Deprecated Python Script API

This section lists the API of the module knime_io that functioned as the main contact point between KNIME and Python in the KNIME Python Script node in KNIME AP before version 4.7, when the Python Script node was moved out of Labs. Please refer to the KNIME Python Integration Guide for more details on how to set up and use the node.

Warning

This API is deprecated since KNIME AP 4.7, please use the current API as described in Python Script API

Inputs and outputs

These properties can be used to retrieve data from or pass data back to KNIME Analytics Platform. The length of the input and output lists depends on the number of input and output ports of the node.

Example: If you have a Python Script node configured with two input tables and one input object, you can access the two tables via knime_io.input_tables[0] and knime_io.input_tables[1], and the input object via knime_io.input_objects[0].

knime_io.flow_variables: Dict[str, Any] = {}

A dictionary of flow variables provided by the KNIME workflow. New flow variables can be added to the output of the node by adding them to the dictionary. Supported flow variable types are numbers, strings, booleans and lists thereof.

knime_io.input_objects: List = <knime.scripting._io_containers._FixedSizeListView object>

A list of input objects of this script node using zero-based indices. This list has a fixed size, which is determined by the number of input object ports configured for this node. Input objects are Python objects that are passed in from another Python script node’s``output_object`` port. This can, for instance, be used to pass trained models between Python nodes. If no input is given, the list exists but is empty.

knime_io.input_tables: List[ReadTable] = <knime.scripting._io_containers._FixedSizeListView object>

The input tables of this script node. This list has a fixed size, which is determined by the number of input table ports configured for this node. Tables are available in the same order as the port connectors are displayed alongside the node (from top to bottom), using zero-based indexing. If no input is given, the list exists but is empty.

knime_io.output_images: List = <knime.scripting._io_containers._FixedSizeListView object>

The output images of this script node. This list has a fixed size, which is determined by the number of output images configured for this node. The value passed to the output port should be an array of bytes encoding an SVG or PNG image.

Example:

data = knime_io.input_tables[0].to_pandas()
buffer = io.BytesIO()

pyplot.figure()
pyplot.plot('x', 'y', data=data)
pyplot.savefig(buffer, format='svg')

knime_io.output_images[0] = buffer.getvalue()
knime_io.output_objects: List = <knime.scripting._io_containers._FixedSizeListView object>

The output objects of this script node.
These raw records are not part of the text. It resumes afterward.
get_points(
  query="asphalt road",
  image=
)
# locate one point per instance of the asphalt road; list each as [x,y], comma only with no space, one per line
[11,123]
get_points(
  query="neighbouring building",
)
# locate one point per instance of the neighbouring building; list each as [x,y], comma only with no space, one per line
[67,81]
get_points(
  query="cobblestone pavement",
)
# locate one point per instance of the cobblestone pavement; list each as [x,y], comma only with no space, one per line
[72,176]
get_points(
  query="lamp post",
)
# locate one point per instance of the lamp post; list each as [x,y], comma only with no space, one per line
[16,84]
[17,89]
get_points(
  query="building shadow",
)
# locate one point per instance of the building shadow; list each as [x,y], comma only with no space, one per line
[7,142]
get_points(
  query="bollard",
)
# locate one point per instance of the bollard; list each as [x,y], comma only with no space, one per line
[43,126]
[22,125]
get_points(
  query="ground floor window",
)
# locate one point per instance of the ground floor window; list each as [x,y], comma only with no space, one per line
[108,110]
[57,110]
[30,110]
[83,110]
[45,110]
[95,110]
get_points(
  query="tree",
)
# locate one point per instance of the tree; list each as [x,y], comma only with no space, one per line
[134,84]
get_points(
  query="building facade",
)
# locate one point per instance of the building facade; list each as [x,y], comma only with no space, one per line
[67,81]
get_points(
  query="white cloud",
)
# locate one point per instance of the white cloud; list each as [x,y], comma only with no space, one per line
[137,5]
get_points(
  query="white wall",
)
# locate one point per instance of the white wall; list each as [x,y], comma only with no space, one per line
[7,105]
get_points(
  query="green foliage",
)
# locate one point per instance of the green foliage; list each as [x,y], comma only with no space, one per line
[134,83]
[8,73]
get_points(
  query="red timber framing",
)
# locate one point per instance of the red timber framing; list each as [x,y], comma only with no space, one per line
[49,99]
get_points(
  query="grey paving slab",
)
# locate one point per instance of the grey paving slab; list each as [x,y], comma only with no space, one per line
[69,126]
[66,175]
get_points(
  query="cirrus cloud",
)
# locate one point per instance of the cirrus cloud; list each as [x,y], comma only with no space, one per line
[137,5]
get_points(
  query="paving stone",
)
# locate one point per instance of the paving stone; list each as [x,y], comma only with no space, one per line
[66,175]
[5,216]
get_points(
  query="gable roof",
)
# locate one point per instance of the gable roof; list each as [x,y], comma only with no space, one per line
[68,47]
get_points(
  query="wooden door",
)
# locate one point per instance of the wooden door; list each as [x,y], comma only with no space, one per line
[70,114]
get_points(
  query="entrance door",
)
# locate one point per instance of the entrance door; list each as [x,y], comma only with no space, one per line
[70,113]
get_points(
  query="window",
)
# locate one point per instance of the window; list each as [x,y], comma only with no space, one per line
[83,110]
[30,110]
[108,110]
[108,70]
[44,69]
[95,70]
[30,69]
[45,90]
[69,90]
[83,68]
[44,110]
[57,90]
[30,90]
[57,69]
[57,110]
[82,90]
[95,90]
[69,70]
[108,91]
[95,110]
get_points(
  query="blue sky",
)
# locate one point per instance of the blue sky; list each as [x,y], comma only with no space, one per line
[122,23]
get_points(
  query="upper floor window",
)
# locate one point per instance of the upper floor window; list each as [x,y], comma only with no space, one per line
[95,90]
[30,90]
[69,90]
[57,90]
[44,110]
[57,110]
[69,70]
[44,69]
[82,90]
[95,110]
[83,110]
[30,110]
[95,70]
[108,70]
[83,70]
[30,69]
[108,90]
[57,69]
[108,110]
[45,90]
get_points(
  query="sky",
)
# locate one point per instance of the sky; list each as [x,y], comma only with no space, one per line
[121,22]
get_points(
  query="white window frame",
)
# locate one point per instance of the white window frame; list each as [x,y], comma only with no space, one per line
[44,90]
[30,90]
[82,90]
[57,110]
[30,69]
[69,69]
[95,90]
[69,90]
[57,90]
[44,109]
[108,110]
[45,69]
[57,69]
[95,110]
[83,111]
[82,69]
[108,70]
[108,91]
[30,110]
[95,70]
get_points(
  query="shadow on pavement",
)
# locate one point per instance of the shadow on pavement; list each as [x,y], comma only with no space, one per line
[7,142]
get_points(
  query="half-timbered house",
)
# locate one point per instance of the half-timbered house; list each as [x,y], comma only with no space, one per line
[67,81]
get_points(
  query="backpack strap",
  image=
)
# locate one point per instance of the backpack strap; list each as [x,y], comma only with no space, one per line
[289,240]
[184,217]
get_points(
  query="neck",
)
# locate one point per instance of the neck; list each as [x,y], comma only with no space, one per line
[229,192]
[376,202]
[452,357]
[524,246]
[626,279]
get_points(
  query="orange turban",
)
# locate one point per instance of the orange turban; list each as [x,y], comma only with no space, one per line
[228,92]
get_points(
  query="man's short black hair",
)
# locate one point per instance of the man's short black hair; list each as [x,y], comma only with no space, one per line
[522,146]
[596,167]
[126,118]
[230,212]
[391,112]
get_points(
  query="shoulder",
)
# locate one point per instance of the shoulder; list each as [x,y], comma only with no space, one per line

This list has a fixed size, which is determined by the number of output object ports configured for this node. Each output object can be an arbitrary Python object as long as it can be pickled. Use this to, for example, pass a trained model to another Python script node.

Example:

model = torchvision.models.resnet18()
...
# train/finetune model
...
knime_io.output_objects[0] = model
knime_io.output_tables: List[WriteTable] = <knime.scripting._io_containers._FixedSizeListView object>

The output tables of this script node. This list has a fixed size, which is determined by the number of output table ports configured for this node. You should assign a WriteTable or BatchWriteTable to each output port of this node. See the factory methods knime_io.write_table() and knime_io.batch_write_table() below.

Example:

knime_io.output_tables[0] = knime_io.write_table(my_pandas_df)

Factory methods

Use these methods to fill the knime_io.output_tables.

knime_io.batch_write_table() BatchWriteTable

Factory method to create an empty BatchWriteTable that can be filled sequentially batch by batch (see Example).

Example:

table = knime_io.batch_write_table()
table.append(df_1)
table.append(df_2)
knime_io.output_tables[0] = table

Warning

This class is deprecated since KNIME AP 4.7, use knime.api.table.BatchOutputTable.create() instead.

knime_io.write_table(data: ReadTable | pandas.DataFrame | pyarrow.Table, sentinel: str | int | None = None) WriteTable

Factory method to create a WriteTable given a pandas.DataFrame or a pyarrow.Table. If the input is a pyarrow.Table, its first column must contain unique row identifiers of type ‘string’.

Example:

knime_io.output_tables[0] = knime_io.write_table(my_pandas_df, sentinel="min")
Parameters:
  • data – A ReadTable, pandas.DataFrame or a pyarrow.Table

  • sentinel

    Interpret the following values in integral columns as missing value:

    • "min" min int32 or min int64 depending on the type of the column

    • "max" max int32 or max int64 depending on the type of the column

    • a special integer value that should be interpreted as missing value

Warning

This method is deprecated since KNIME AP 4.7, use knime.api.table.Table.from_pandas() or knime.api.table.Table.from_pyarrow() instead.

Classes

class knime.scripting._deprecated._table.Batch

A batch is a part of a table containing data. A batch should always fit into system memory, thus all methods accessing the data will be processed immediately and synchronously.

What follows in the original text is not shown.